From: Linus Torvalds <torvalds@linux-foundation.org>
Subject: Re: 2.6.25-git2: BUG: unable to handle kernel paging request at
 ffffffffffffffff
Date: Mon, 21 Apr 2008 08:49:58 -0700 (PDT)
Message-ID: <alpine.LFD.1.10.0804210810180.2779@woody.linux-foundation.org>
References: <200804191522.54334.rjw@sisk.pl> <200804202104.24037.rjw@sisk.pl> <alpine.LFD.1.10.0804201410090.2779@woody.linux-foundation.org> <20080421011855.GA6243@gondor.apana.org.au> <20080421020806.GL20138@linux.vnet.ibm.com>
Mime-Version: 1.0
Content-Type: TEXT/PLAIN; charset=US-ASCII
Cc: Herbert Xu <herbert@gondor.apana.org.au>,
	"Rafael J. Wysocki" <rjw@sisk.pl>,
	LKML <linux-kernel@vger.kernel.org>, Ingo Molnar <mingo@elte.hu>,
	Andrew Morton <akpm@linux-foundation.org>,
	linux-ext4@vger.kernel.org
To: "Paul E. McKenney" <paulmck@linux.vnet.ibm.com>
In-Reply-To: <20080421020806.GL20138@linux.vnet.ibm.com>
Sender: linux-ext4-owner@vger.kernel.org


On Sun, 20 Apr 2008, Paul E. McKenney wrote:
> > 
> > But I do concede that your version looks clearer, and has the
> > benefit that should prefetch ever be optimised out with no side-
> > effects, yours would still be correct while the current one will
> > lose the barrier completely.
> 
> Agreed as well -- compilers would also be within their right to bypass
> the rcu_dereference() around the test/prefetch, which would allow
> them to refetch.

That is *not* the main problem.

If you use "rcu_dereference()" on the wrong access, it not only loses the 
"smp_read_barrier_depends()" (which is a no-op on all sane architectures 
anyway), but it loses the ACCESS_ONCE() thing *entirely*.

Accessign a local automatic variable through a volatile pointer has 
absolutely no effect - it's a total no-op apart from possibly generating 
slightly worse code (although if I were a compiler, I'd just ignore it), 
since the compiler is totally free to spill and reload the local variable 
to its memory location - the stack - anyway!

So the important part (for sane architectures) of rcu_dereference() is 
that ACCESS_ONCE() hack, and it _only_ works if you actually do it on the 
value as it gets loaded from the RCU-protected data structure, not later.

So forget about the prefetch, and forget about the barrier. They had 
nothing to do with the bug. The bug existed even without the prefetch, 
even in the versions that didn't have it at all. For example, look at the 
"__list_for_each_rcu()" thing - the bug is there too, because it did just

	pos = (head)->next ... pos = pos->next

where both of those assignments to pos were done without rcu_derefence, so 
the compiler could happily decide to use the value once, forget it, and 
then re-load it later (when it might have changed).
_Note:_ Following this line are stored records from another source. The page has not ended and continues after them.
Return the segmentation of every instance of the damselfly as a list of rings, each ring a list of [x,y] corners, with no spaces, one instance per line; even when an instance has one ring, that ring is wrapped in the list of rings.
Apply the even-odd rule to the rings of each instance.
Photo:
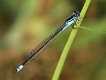
[[[72,16],[70,16],[68,19],[65,20],[65,23],[59,27],[52,35],[50,35],[48,38],[46,38],[40,45],[38,45],[37,48],[33,49],[30,52],[30,55],[28,58],[16,69],[16,72],[19,72],[37,53],[42,50],[47,43],[49,43],[59,32],[63,31],[69,26],[72,26],[76,23],[76,21],[80,18],[80,14],[77,11],[74,11],[72,13]]]

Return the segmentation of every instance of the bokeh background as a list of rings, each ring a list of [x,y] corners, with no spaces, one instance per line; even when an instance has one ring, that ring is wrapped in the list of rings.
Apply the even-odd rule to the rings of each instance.
[[[57,35],[19,73],[29,52],[85,0],[0,0],[0,80],[51,80],[71,27]],[[92,0],[60,80],[106,80],[106,0]]]

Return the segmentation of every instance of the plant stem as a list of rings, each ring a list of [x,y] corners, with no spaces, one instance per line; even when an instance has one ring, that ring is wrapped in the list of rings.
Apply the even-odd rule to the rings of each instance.
[[[85,13],[86,13],[86,11],[88,9],[88,6],[89,6],[90,2],[91,2],[91,0],[86,0],[85,4],[83,6],[83,9],[82,9],[82,11],[80,13],[80,17],[81,18],[78,21],[78,23],[76,23],[77,25],[74,25],[75,29],[72,29],[72,32],[71,32],[71,34],[69,36],[69,39],[68,39],[68,41],[67,41],[67,43],[66,43],[66,45],[64,47],[64,50],[63,50],[62,55],[60,57],[60,60],[59,60],[59,62],[57,64],[56,70],[55,70],[55,72],[53,74],[52,80],[58,80],[59,79],[60,73],[62,71],[62,67],[64,65],[64,62],[66,60],[66,57],[67,57],[68,52],[70,50],[70,47],[71,47],[71,45],[73,43],[73,40],[74,40],[74,38],[75,38],[75,36],[77,34],[77,31],[78,31],[78,28],[76,28],[76,27],[80,26],[80,24],[81,24],[81,22],[83,20],[83,17],[85,16]]]

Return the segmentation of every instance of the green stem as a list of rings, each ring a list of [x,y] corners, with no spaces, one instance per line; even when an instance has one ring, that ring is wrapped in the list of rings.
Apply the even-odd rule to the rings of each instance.
[[[83,6],[83,9],[82,9],[82,11],[80,13],[80,17],[81,17],[80,21],[78,21],[77,25],[74,25],[74,27],[79,27],[80,26],[80,24],[81,24],[81,22],[83,20],[83,17],[85,16],[85,13],[86,13],[86,11],[88,9],[88,6],[89,6],[90,2],[91,2],[91,0],[86,0],[85,4]],[[62,67],[64,65],[64,62],[66,60],[66,57],[67,57],[68,52],[70,50],[70,47],[71,47],[71,45],[73,43],[73,40],[74,40],[74,38],[75,38],[75,36],[77,34],[77,31],[78,31],[78,28],[72,29],[72,32],[71,32],[71,34],[69,36],[69,39],[68,39],[68,41],[67,41],[67,43],[66,43],[66,45],[64,47],[64,50],[63,50],[62,55],[60,57],[60,60],[59,60],[59,62],[57,64],[56,70],[55,70],[55,72],[53,74],[52,80],[58,80],[59,79],[60,73],[62,71]]]

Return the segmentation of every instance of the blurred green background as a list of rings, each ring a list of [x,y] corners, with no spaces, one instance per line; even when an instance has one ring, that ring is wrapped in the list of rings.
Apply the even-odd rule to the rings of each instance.
[[[71,27],[56,36],[22,71],[16,68],[85,0],[0,0],[0,80],[51,80]],[[92,0],[60,80],[106,80],[106,0]]]

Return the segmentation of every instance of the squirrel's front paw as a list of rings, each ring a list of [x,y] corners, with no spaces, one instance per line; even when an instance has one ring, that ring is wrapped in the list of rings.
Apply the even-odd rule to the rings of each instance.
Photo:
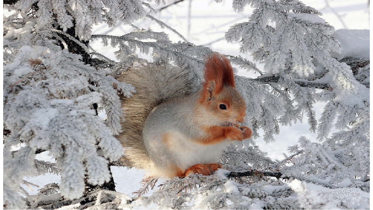
[[[185,176],[192,173],[199,173],[205,176],[209,176],[211,175],[212,173],[207,166],[196,164],[186,169],[185,171]]]
[[[240,129],[244,133],[244,139],[248,139],[251,137],[251,129],[246,126],[242,126]]]
[[[241,129],[234,126],[230,126],[225,127],[225,137],[227,139],[238,141],[242,141],[244,139],[244,133]]]

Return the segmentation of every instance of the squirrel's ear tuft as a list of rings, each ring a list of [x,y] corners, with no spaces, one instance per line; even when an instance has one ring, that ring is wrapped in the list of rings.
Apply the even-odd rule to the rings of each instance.
[[[209,89],[208,84],[213,82],[214,84],[213,94],[217,94],[223,90],[225,84],[235,87],[233,70],[231,63],[223,55],[214,53],[206,59],[205,64],[204,78],[206,81],[204,87]]]

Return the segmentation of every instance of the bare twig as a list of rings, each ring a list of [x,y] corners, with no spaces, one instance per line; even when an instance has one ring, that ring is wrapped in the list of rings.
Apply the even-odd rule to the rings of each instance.
[[[171,3],[171,4],[168,4],[168,5],[166,5],[166,6],[163,7],[161,7],[160,9],[158,9],[158,11],[161,11],[161,10],[163,10],[163,9],[165,9],[168,7],[169,7],[170,6],[172,6],[173,4],[177,4],[179,2],[181,2],[181,1],[182,1],[184,0],[178,0],[178,1],[175,1],[175,2],[172,3]]]

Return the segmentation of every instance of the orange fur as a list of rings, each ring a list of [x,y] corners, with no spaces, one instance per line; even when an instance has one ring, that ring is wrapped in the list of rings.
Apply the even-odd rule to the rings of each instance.
[[[191,166],[185,171],[185,176],[192,173],[199,173],[205,176],[211,175],[211,171],[207,166],[201,164],[196,164]]]
[[[202,84],[201,102],[220,93],[224,85],[235,87],[233,70],[231,63],[223,55],[214,53],[207,57],[205,64],[205,81]]]
[[[198,139],[198,142],[203,144],[217,143],[227,139],[233,140],[242,141],[251,137],[251,131],[245,126],[241,128],[234,126],[213,126],[204,129],[208,137]]]
[[[218,169],[222,168],[222,165],[217,163],[206,164],[206,166],[209,168],[211,173],[213,173],[217,170]]]
[[[192,173],[199,173],[204,176],[211,175],[217,169],[222,168],[222,165],[217,163],[202,165],[196,164],[185,171],[185,176]]]

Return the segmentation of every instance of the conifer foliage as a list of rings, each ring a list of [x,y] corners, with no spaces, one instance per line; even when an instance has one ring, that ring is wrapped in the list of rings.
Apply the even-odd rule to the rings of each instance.
[[[201,81],[204,59],[211,50],[188,42],[155,18],[148,1],[4,3],[13,12],[3,18],[5,209],[369,208],[369,61],[332,58],[331,52],[341,52],[340,43],[315,9],[297,0],[233,0],[237,12],[247,5],[254,10],[247,22],[230,28],[226,39],[239,42],[241,52],[254,60],[227,56],[237,68],[260,75],[235,76],[253,138],[227,149],[221,163],[231,171],[250,173],[219,170],[210,176],[174,178],[152,195],[141,196],[157,185],[156,177],[148,177],[138,196],[131,197],[85,188],[110,181],[108,166],[124,154],[115,138],[125,119],[119,95],[130,97],[135,90],[116,78],[145,53],[154,61],[182,64]],[[139,28],[135,21],[142,18],[176,34],[180,41],[173,43],[163,31]],[[112,27],[119,22],[133,30],[120,36],[92,34],[94,24]],[[117,47],[119,61],[95,51],[89,45],[94,40]],[[255,62],[263,63],[264,69]],[[318,120],[313,108],[317,101],[326,103]],[[97,113],[104,110],[103,120]],[[280,125],[291,126],[304,114],[318,143],[300,137],[299,144],[289,148],[292,154],[276,162],[255,145],[260,129],[265,140],[274,141]],[[46,151],[55,163],[35,159]],[[60,183],[41,187],[36,195],[21,186],[33,185],[25,176],[47,173],[60,175]],[[341,188],[355,188],[359,195],[332,201],[330,194]]]

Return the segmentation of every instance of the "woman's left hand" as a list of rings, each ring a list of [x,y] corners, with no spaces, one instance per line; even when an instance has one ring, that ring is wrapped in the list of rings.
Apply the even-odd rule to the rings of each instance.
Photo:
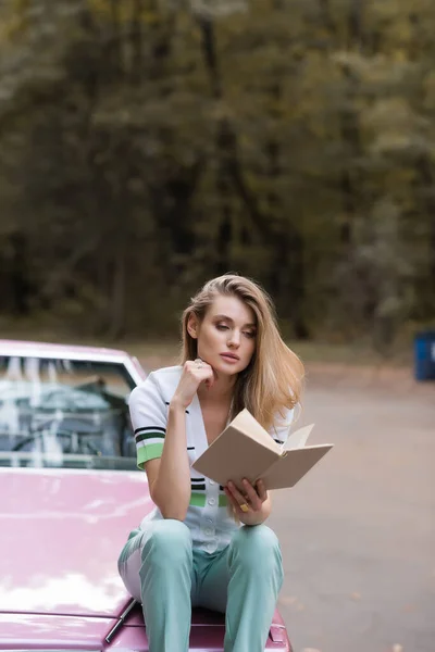
[[[256,487],[257,490],[246,478],[243,480],[243,493],[231,480],[224,487],[237,517],[245,525],[258,525],[269,516],[269,510],[268,513],[264,510],[264,503],[269,499],[263,480],[258,480]]]

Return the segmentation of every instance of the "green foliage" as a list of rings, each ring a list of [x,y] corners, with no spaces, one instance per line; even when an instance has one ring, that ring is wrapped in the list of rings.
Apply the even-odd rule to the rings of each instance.
[[[428,0],[0,2],[2,309],[174,328],[239,271],[291,337],[435,318]]]

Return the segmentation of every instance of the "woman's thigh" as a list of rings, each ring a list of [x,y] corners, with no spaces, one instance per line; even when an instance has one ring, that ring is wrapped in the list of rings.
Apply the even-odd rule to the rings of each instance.
[[[125,543],[121,551],[117,560],[117,568],[121,578],[133,598],[138,602],[141,602],[141,584],[140,584],[140,568],[146,561],[142,561],[142,550],[146,542],[152,537],[156,528],[159,527],[160,522],[150,521],[142,523],[140,529],[137,529],[133,536]],[[175,543],[175,542],[174,542]],[[190,572],[191,577],[191,595],[196,590],[196,575],[194,566]]]
[[[212,557],[194,551],[194,565],[198,575],[195,606],[225,612],[229,581],[227,554],[228,547]]]

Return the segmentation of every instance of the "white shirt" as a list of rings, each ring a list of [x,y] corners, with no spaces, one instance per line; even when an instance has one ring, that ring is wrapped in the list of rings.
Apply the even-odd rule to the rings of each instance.
[[[166,434],[167,410],[177,388],[183,368],[164,367],[149,374],[147,379],[130,393],[128,405],[135,431],[137,464],[161,457]],[[289,410],[279,427],[273,428],[272,437],[279,442],[286,440],[294,411]],[[201,476],[191,464],[208,448],[207,434],[198,394],[186,410],[187,454],[190,463],[191,496],[185,524],[191,531],[192,543],[206,552],[213,553],[225,548],[232,534],[239,527],[226,509],[227,498],[213,480]],[[163,518],[156,507],[142,523]]]

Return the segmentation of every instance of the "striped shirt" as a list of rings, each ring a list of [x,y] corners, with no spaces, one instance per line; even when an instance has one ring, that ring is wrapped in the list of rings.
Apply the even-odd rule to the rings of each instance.
[[[167,411],[171,399],[178,386],[183,367],[164,367],[149,374],[129,397],[128,405],[135,431],[137,464],[144,468],[149,460],[161,457],[166,434]],[[279,427],[271,430],[279,443],[287,439],[294,411],[288,411]],[[233,531],[239,527],[229,516],[227,498],[213,480],[201,476],[191,464],[208,448],[206,427],[198,396],[186,409],[187,455],[190,464],[190,504],[185,524],[191,531],[196,548],[213,553],[229,543]],[[156,507],[142,523],[163,518]]]

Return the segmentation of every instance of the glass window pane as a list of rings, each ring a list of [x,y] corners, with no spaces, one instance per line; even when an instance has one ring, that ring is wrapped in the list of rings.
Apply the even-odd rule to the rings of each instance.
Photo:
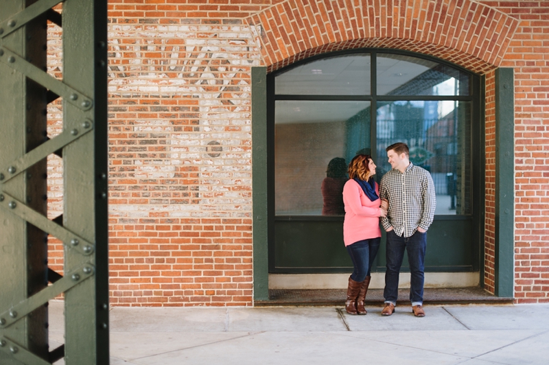
[[[278,95],[358,95],[370,93],[370,55],[330,57],[294,67],[276,78]]]
[[[469,75],[446,64],[390,54],[378,54],[377,63],[378,95],[469,95]]]
[[[390,169],[385,148],[404,142],[410,148],[410,161],[431,173],[436,193],[435,214],[470,214],[471,103],[380,102],[377,115],[380,175]]]
[[[370,153],[370,102],[279,100],[275,110],[276,215],[344,214],[347,165]]]

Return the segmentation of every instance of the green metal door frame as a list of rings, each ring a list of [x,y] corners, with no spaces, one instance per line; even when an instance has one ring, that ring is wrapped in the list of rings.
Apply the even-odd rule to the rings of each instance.
[[[265,67],[252,69],[252,120],[253,129],[253,249],[254,249],[254,298],[264,301],[268,298],[268,224],[259,220],[258,213],[267,215],[269,209],[266,178],[268,173],[268,156],[266,154],[268,148],[267,135],[267,100],[266,84],[267,80]],[[496,71],[495,77],[495,118],[496,118],[496,213],[495,213],[495,295],[512,298],[514,285],[514,103],[513,103],[513,69],[501,68]],[[480,85],[481,100],[484,99],[485,84],[484,79]],[[484,108],[481,106],[478,114],[479,123],[484,131]],[[484,165],[484,151],[485,138],[481,132],[478,141],[480,155],[474,163]],[[484,169],[481,169],[484,171]],[[482,176],[485,178],[484,174]],[[259,180],[259,181],[258,181]],[[480,187],[474,192],[475,201],[483,202],[484,182],[480,182]],[[474,214],[478,228],[475,235],[479,239],[479,263],[481,277],[484,276],[484,204],[476,207]],[[482,210],[482,211],[480,211]],[[481,283],[482,281],[481,280]]]
[[[513,69],[495,70],[495,294],[515,289],[515,102]]]
[[[52,10],[62,2],[62,13]],[[0,6],[0,363],[108,364],[106,1]],[[45,72],[47,21],[62,27],[62,80]],[[46,108],[60,97],[63,129],[50,139]],[[51,154],[64,167],[63,214],[54,220]],[[65,246],[64,275],[47,267],[49,235]],[[47,303],[63,293],[66,342],[50,352]]]

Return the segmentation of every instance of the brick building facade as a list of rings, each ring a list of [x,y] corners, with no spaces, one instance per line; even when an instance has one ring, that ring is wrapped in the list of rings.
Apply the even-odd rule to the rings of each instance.
[[[252,69],[358,48],[484,78],[482,277],[494,293],[495,78],[514,70],[515,301],[549,302],[549,2],[109,0],[109,230],[115,305],[253,305]],[[51,25],[50,42],[56,42]],[[50,55],[49,71],[59,67]],[[56,110],[49,119],[55,130]],[[60,107],[57,106],[57,107]],[[62,209],[50,161],[50,209]],[[55,209],[54,209],[55,210]],[[53,213],[55,215],[55,213]],[[255,242],[255,240],[256,242]],[[50,242],[53,268],[60,246]],[[257,288],[256,288],[257,289]]]

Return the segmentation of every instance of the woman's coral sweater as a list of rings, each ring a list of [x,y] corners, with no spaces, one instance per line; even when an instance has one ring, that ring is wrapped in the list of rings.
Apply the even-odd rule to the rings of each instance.
[[[375,192],[379,195],[377,182]],[[358,182],[351,179],[343,187],[343,202],[345,204],[343,242],[346,246],[362,239],[382,237],[379,228],[381,200],[371,201]]]

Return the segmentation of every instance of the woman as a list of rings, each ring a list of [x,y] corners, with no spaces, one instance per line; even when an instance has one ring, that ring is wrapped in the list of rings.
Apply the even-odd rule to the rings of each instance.
[[[366,314],[364,299],[370,285],[370,270],[379,248],[382,231],[379,187],[374,181],[375,164],[367,154],[356,155],[349,164],[349,181],[343,187],[345,219],[343,241],[353,261],[349,278],[345,310],[350,314]]]

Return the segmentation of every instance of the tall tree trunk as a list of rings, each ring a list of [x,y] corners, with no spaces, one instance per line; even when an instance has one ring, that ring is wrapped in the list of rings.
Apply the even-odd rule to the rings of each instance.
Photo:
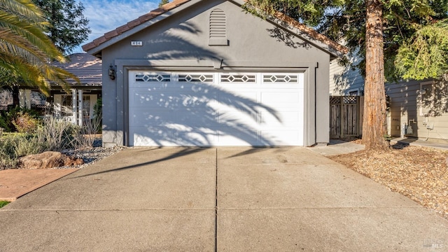
[[[19,99],[19,95],[20,95],[19,87],[15,85],[13,87],[12,90],[13,90],[13,106],[16,107],[20,106],[20,100]]]
[[[366,0],[365,84],[363,143],[367,149],[385,149],[386,93],[381,0]]]

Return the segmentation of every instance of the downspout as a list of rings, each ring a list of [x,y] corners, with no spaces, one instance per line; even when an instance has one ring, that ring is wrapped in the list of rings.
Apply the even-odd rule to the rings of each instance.
[[[318,145],[317,142],[317,69],[319,67],[319,62],[316,63],[314,67],[314,144]]]

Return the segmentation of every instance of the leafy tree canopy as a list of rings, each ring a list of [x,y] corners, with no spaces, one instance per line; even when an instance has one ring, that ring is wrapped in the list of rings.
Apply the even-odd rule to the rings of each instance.
[[[448,0],[382,0],[386,76],[422,80],[448,71]],[[365,67],[366,4],[360,0],[248,0],[246,9],[282,12],[345,43]],[[258,15],[264,15],[257,13]]]
[[[37,87],[46,95],[50,83],[68,90],[66,80],[76,79],[66,71],[50,64],[52,59],[63,62],[66,59],[46,35],[48,25],[41,11],[31,0],[0,1],[0,73]]]
[[[84,17],[84,6],[75,0],[33,0],[51,24],[47,34],[66,55],[87,40],[90,29]]]

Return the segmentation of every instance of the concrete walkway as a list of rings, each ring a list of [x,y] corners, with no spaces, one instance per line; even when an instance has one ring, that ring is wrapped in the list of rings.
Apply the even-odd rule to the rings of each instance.
[[[1,251],[446,251],[448,221],[305,148],[130,148],[0,209]]]

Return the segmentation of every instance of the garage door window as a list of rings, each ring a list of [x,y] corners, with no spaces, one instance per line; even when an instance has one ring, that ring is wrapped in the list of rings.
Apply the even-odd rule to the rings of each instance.
[[[171,81],[170,74],[136,74],[135,81],[147,81],[147,82],[167,82]]]
[[[178,81],[181,82],[202,82],[213,83],[213,74],[179,74]]]
[[[220,82],[223,83],[255,83],[256,76],[255,74],[228,74],[220,75]]]

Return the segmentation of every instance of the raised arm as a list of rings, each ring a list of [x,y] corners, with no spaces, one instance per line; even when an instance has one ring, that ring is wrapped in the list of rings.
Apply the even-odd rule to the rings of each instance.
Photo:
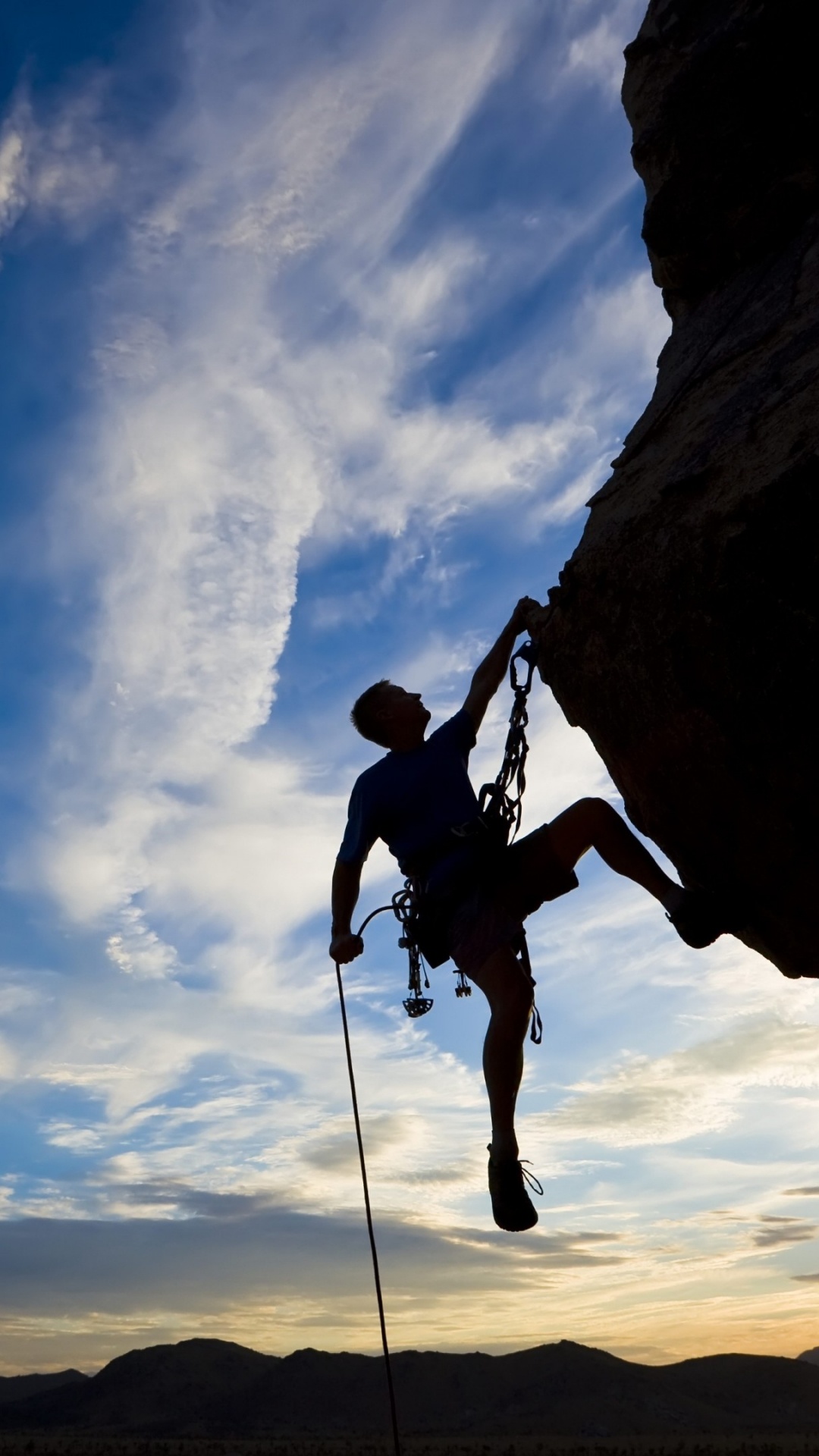
[[[520,597],[520,601],[506,623],[495,645],[490,648],[484,661],[475,668],[475,676],[472,677],[472,683],[463,703],[472,719],[475,732],[478,732],[478,728],[484,721],[484,713],[490,706],[490,699],[494,697],[506,677],[506,670],[509,667],[509,660],[516,639],[522,632],[528,630],[526,617],[529,612],[533,612],[535,609],[539,609],[538,601],[532,597]]]
[[[344,859],[335,860],[332,871],[332,941],[329,954],[334,961],[347,965],[364,949],[360,935],[353,935],[353,911],[358,903],[361,888],[361,860],[347,863]]]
In other words, the thing I objected to was something much more 
fundamental than any barriers. It was the fact that "rcu_dereference()" 
simply *fundamentally* doesn't make sense when done on a local variable, 
it can only make sense when actually loading the value from the data 
structure.

In short:

	pos = ..

	rcu_dereference(pos)

is crazy and senseless, but

	pos = rcu_dereference(pos->next)

actually has some logical meaning.

Now, all this said, I seriously doubt this was the source of the bug 
itself. I do not actually really believe that the compiler had much room 
for reloading things with or without any rcu_dereference(), and I doubt 
the code generation really changes all that much in practice.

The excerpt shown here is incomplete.